Das Paar NZD/USD gewinnt im frühen europäischen Handel am Dienstag an Fahrt und notiert bei rund 0,5860. Höhere Inflationsdaten aus Neuseeland stützen den neuseeländischen Dollar (NZD) gegenüber dem US-Dollar (USD). Der US-ADP-Beschäftigungsbericht wird später am Dienstag veröffentlicht.
Der Verbraucherpreisindex (VPI) Neuseelands stieg im Dreimonatszeitraum bis Juni um 1,5 % gegenüber dem Vorquartal, wobei die jährliche Inflationsrate von 3,1 % auf 4,1 % anstieg, wie Statistics New Zealand am Dienstag mitteilte. Es war die höchste jährliche Rate seit Dezember 2023, und der vierteljährliche Anstieg war der höchste seit September 2023.
Der Kiwi stärkt sich gegenüber dem USD nach den Daten, da die Geldmärkte die Erwartungen festigten, dass die Reserve Bank of New Zealand (RBNZ) die Zinsen erneut anheben wird. Händler rechnen laut Bloomberg mit einer weiteren Zinserhöhung entweder im Oktober oder Dezember sowie einer weiteren im Februar.
Auf der US-Seite könnten Anzeichen einer abkühlenden US-Inflation die Möglichkeit einer US-Zinserhöhung später in diesem Jahr verringern und den Greenback belasten. Die Märkte gehen weiterhin davon aus, dass die Zinsen bei der nächsten Fed-Sitzung am 29. Juli unverändert bleiben, wobei Fed Funds Futures eine implizite Wahrscheinlichkeit von 84,5 % für eine Beibehaltung einpreisen, verglichen mit 61,5 % vor einem Monat, so das CME FedWatch Tool.

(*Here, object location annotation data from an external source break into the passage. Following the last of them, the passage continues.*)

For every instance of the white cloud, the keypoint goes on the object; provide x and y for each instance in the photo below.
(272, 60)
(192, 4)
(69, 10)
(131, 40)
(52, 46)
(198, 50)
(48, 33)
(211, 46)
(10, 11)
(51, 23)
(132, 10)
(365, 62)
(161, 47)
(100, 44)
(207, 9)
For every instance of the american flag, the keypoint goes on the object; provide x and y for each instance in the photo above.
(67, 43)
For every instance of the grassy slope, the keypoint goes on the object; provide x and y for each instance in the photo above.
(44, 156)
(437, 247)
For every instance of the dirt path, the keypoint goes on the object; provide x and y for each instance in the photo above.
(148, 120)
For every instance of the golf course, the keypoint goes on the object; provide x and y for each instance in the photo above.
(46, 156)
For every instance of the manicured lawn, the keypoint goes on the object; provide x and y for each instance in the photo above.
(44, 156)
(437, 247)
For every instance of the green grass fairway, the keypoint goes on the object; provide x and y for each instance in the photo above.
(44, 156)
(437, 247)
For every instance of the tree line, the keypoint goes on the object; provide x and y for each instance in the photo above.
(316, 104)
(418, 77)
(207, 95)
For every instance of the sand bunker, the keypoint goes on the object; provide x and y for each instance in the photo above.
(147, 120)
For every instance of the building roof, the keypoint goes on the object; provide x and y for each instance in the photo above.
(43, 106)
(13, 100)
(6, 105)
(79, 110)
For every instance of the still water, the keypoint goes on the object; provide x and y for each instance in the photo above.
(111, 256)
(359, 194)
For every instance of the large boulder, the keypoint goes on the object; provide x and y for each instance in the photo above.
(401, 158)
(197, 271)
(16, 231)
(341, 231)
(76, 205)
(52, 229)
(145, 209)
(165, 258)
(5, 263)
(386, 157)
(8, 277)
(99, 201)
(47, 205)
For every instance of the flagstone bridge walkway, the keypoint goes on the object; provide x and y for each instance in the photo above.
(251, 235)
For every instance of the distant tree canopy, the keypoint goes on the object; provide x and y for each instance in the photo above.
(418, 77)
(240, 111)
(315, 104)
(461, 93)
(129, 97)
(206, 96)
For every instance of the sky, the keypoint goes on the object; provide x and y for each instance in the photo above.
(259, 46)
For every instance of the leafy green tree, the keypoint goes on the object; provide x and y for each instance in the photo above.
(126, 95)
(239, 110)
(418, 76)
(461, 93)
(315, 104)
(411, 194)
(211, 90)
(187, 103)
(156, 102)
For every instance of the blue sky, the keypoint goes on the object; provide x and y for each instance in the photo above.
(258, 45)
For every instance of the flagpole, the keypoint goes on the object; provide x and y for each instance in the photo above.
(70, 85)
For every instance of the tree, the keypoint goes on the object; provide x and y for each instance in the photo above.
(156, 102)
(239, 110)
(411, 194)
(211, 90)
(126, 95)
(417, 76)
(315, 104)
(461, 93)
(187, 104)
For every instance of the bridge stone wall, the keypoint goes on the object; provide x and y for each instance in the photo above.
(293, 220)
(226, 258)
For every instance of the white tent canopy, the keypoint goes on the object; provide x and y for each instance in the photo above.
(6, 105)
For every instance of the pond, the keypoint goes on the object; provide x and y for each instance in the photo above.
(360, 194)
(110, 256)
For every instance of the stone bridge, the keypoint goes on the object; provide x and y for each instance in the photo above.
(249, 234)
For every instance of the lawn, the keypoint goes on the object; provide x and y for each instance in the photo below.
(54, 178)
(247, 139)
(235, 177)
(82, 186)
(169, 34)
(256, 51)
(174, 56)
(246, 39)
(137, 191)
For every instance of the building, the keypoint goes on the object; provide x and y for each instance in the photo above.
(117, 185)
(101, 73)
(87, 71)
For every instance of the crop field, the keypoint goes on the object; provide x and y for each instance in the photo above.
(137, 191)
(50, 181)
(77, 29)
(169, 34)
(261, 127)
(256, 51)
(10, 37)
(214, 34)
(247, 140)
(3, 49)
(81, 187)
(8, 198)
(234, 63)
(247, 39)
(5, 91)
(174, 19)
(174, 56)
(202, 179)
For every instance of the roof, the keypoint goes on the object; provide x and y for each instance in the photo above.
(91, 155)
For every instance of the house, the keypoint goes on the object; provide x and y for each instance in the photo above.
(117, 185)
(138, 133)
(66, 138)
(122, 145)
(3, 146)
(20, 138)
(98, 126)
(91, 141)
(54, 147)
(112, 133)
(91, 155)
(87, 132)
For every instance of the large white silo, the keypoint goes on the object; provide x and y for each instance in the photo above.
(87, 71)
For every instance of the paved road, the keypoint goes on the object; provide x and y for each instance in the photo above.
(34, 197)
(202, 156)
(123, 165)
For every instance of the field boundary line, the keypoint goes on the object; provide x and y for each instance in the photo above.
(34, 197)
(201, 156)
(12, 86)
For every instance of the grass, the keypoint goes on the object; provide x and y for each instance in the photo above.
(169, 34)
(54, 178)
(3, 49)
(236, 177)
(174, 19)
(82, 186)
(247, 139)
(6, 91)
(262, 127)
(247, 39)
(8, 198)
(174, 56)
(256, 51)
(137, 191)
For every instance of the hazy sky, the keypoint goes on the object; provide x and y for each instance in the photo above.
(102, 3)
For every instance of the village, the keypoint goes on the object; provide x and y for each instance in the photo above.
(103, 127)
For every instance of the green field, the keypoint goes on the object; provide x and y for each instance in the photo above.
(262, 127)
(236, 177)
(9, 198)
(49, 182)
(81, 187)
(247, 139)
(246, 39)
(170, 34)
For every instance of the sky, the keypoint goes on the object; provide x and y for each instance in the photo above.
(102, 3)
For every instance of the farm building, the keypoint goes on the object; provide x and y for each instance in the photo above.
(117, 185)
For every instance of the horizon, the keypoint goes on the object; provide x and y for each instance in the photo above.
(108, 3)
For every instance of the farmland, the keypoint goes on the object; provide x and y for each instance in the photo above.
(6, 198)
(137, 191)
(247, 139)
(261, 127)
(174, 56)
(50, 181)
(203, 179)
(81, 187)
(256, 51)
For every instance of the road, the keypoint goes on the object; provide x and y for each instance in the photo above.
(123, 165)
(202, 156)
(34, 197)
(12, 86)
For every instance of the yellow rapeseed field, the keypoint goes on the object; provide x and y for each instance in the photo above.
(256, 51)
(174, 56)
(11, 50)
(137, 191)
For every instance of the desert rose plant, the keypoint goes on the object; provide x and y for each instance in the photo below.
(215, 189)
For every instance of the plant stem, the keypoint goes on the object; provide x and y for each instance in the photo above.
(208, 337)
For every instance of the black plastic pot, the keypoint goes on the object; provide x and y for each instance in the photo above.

Der neuseeländische Dollar wird stark durch die Gesundheit der neuseeländischen Wirtschaft sowie den Einfluss Chinas, des größten Handelspartners des Landes, geprägt. Auch die Preise für Milchprodukte, Neuseelands wichtigstem Export, spielen eine zentrale Rolle.
Die Reserve Bank of New Zealand (RBNZ) strebt eine Inflationsrate von 1-3 % an und setzt entsprechende Zinssätze fest. Bei hoher Inflation erhöht die RBNZ die Zinsen, um die Wirtschaft abzukühlen, was den Neuseeland-Dollar (NZD) stützt. Niedrige Zinsen hingegen schwächen den NZD. Auch die Zinsdifferenz zu den USA spielt eine wichtige Rolle im Währungspaar NZD/USD.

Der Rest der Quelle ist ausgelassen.